Airbus deliveries rose 11pc in first seven months
Business
The planemaker has so far this year booked 1,140 gross orders or 1,101 after cancellations
PARIS (Reuters) – Airbus deliveries rose 11 per cent in the first seven months of the year to 381 airplanes, the European planemaker said on Friday.
For July, deliveries stood at 65 aircraft, it said in a monthly commercial update, confirming a Reuters report.
After a slow start to the year, deliveries have picked up in pace since May as Airbus targets 720 deliveries for the year.
Airbus reaffirmed the delivery goal with half-year earnings last week but dropped an interim target for underlying output of 65 narrow-body jets a month by end-2024, up from around 47 now.
Airbus also said it had booked 60 gross orders in July, including previously announced deals with Pegasus Airlines (PGSUS.IS) for 36 more jets and with Icelandair for 13 A321XLR, the planemaker's newest single-aisle model.

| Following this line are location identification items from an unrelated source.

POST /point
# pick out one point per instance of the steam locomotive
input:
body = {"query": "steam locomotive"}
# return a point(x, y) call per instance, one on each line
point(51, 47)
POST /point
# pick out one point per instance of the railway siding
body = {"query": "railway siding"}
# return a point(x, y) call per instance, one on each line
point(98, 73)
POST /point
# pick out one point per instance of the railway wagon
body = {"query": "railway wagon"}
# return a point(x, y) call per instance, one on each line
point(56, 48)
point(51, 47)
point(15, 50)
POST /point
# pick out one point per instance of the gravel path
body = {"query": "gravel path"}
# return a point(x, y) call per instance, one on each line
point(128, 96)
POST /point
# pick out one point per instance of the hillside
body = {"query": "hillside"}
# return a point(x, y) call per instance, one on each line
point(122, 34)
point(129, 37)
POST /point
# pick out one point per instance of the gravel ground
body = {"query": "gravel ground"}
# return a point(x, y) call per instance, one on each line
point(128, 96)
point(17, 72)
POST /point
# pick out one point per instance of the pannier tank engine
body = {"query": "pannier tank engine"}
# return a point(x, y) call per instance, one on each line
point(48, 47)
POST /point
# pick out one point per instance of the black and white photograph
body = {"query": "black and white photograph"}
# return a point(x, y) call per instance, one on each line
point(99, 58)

So far this year, it has booked 1,140 gross orders or 1,101 after cancellations, dominated by record demand from India.
New orders also included a total of 10 A350-900 long-haul jets from undisclosed buyers and one from IAG for Iberia.
IAG said last week it was converting options for six Boeing 787-10 held by British Airways and one Airbus A350-900 held by Iberia into firm orders, and taking out new options for a further six 787-10.
Airbus data also showed that three A350-900 jets had been cancelled, without the name of the buyer ever having been disclosed.
About 7pc of the outstanding Airbus order backlog of almost 8,000 jets is unidentified, over and above 17 privately owned planes that have yet to be delivered.